In a stunning setback to the Al Queda network, a new report by their internal departments indicate that the war against the Great Satan has only escalated.

“It was one of those Bin Laden myths that something like this would work,” said an Al Queda operative who insisted on being identified as Mohammed X.

This report is causing an uproar among the Al Queda intellectuals such as Osama Bin Laden and John F. Kerry (who served in Vietnam).

When asked for comment OBL had the following statement: “We apparently misjudged America. We figured that if we attacked them that this horrible Great Satan would somehow surrender. We are looking at our internal data reports to figure out what went wrong. By all rights, they should have thrown up their hands in surrender. At this point, we speculate that we grossly over counted the number of Democrats.”

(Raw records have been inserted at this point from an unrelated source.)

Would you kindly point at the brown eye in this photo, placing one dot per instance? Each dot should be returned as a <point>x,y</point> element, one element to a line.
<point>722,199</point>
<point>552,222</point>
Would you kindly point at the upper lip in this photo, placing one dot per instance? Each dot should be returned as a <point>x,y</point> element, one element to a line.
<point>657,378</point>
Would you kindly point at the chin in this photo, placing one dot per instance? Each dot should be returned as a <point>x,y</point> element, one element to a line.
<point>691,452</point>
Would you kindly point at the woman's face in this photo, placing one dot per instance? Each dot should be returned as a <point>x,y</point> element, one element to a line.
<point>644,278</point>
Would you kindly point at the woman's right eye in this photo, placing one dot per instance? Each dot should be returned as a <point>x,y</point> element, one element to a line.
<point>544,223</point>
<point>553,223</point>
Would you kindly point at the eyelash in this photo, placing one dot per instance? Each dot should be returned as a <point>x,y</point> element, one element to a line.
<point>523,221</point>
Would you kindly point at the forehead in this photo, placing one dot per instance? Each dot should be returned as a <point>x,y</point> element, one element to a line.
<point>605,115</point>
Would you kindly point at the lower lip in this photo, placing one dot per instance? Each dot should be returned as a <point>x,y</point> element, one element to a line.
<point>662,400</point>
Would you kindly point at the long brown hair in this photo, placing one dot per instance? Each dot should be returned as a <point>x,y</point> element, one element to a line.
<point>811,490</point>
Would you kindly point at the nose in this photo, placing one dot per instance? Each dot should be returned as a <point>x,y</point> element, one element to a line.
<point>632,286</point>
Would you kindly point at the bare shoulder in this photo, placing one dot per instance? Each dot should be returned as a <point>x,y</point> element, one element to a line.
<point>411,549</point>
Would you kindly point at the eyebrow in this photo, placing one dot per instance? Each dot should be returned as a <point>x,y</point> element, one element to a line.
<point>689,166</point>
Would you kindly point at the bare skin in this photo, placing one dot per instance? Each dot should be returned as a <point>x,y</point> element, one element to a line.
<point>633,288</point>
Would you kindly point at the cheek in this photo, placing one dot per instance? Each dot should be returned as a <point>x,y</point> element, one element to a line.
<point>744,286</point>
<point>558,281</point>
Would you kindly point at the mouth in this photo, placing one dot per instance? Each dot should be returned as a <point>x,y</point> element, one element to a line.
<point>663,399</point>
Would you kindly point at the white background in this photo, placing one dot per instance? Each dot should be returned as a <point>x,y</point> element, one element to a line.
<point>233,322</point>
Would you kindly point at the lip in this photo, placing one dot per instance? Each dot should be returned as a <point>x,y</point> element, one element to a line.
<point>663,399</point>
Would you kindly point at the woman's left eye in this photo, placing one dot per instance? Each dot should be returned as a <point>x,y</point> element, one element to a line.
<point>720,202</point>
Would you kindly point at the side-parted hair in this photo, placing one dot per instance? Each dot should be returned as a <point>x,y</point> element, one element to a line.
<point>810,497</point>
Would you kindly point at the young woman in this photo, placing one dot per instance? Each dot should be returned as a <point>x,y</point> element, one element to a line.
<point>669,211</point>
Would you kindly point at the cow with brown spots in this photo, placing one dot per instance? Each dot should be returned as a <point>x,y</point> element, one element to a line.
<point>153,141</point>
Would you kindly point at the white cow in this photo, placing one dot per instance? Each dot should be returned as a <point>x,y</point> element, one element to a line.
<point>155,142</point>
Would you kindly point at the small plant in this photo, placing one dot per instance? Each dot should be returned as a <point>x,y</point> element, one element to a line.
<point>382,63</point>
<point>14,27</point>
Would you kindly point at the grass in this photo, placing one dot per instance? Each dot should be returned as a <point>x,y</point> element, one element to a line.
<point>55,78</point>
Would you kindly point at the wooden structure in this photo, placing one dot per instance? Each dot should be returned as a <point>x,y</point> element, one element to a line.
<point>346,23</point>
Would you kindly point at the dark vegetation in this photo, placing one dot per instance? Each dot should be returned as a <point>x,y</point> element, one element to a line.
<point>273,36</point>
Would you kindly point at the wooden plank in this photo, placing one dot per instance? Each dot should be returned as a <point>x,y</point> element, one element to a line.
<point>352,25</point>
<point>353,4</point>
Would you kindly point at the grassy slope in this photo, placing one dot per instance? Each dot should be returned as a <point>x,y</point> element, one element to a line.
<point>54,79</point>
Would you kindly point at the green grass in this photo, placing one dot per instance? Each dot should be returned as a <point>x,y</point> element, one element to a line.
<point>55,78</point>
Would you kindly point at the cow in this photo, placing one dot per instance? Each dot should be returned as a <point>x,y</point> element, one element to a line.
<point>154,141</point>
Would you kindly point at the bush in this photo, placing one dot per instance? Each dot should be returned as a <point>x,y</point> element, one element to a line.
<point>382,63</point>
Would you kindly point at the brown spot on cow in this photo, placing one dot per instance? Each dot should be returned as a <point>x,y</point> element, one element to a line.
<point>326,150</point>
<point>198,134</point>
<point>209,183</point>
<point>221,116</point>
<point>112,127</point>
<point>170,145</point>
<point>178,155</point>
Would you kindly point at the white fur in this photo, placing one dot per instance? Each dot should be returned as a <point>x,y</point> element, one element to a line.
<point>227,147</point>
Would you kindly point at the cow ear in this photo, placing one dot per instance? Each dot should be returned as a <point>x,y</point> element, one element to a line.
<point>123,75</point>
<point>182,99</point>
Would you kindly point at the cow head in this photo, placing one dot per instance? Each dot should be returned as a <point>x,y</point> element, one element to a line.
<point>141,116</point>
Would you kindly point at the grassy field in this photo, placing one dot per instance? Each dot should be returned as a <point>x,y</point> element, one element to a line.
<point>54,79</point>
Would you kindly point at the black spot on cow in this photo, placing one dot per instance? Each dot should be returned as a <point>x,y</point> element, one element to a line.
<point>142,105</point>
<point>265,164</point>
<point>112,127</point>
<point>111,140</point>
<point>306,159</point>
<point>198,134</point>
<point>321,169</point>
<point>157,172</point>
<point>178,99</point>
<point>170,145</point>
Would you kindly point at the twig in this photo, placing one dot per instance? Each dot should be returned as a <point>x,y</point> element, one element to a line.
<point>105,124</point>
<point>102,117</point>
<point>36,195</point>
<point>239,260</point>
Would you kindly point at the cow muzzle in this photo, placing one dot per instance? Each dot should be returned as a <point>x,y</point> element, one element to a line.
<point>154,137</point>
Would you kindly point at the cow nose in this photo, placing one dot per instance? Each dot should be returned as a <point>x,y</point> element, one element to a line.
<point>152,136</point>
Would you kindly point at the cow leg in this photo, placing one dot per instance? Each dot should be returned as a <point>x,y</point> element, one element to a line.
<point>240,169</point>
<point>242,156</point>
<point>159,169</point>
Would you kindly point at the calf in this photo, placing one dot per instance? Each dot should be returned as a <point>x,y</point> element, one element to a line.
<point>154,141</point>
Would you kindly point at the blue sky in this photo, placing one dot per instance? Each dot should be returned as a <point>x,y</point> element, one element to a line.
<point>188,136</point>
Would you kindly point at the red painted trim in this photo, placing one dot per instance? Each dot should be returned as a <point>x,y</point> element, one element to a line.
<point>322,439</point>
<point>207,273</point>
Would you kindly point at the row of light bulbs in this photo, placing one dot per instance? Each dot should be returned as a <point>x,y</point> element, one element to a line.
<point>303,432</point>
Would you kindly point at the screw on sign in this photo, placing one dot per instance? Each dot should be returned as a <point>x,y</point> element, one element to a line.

Al Queda is currently analyzing all of its options including choosing easier targets such as women, children, and the Pope. Other options available include converting Islam into a religion of peace. Unfortunately, all attempts at this have lead to violent protests.

Saturday, September 23, 2006

CIA Announces New Tools in GWOT

Inspired by the latest news that Osama Bin Laden may be dead from typhoid, the CIA today announced a new program for dealing with terrorists.

A CIA Spokesman issued the following statement.

"We understand the key to capturing foreign terrorists is to have a strong
intelligence network. This is difficult for us since our intelligence gathering
is limited to eavesdropping at cafes, asking Israeli intelligence for
information, and surfing My Space. We felt a better approach was to
use the most powerful resources for exterminating these threats. At this point
we are looking at spreading typhoid, encouraging terrorists to eat spinach,
and investigating the benefits of atherosclerosis."

In other news, the CIA is no closer to finding the new head of the Al Queda network but sources speculate that he may indeed have bursitis.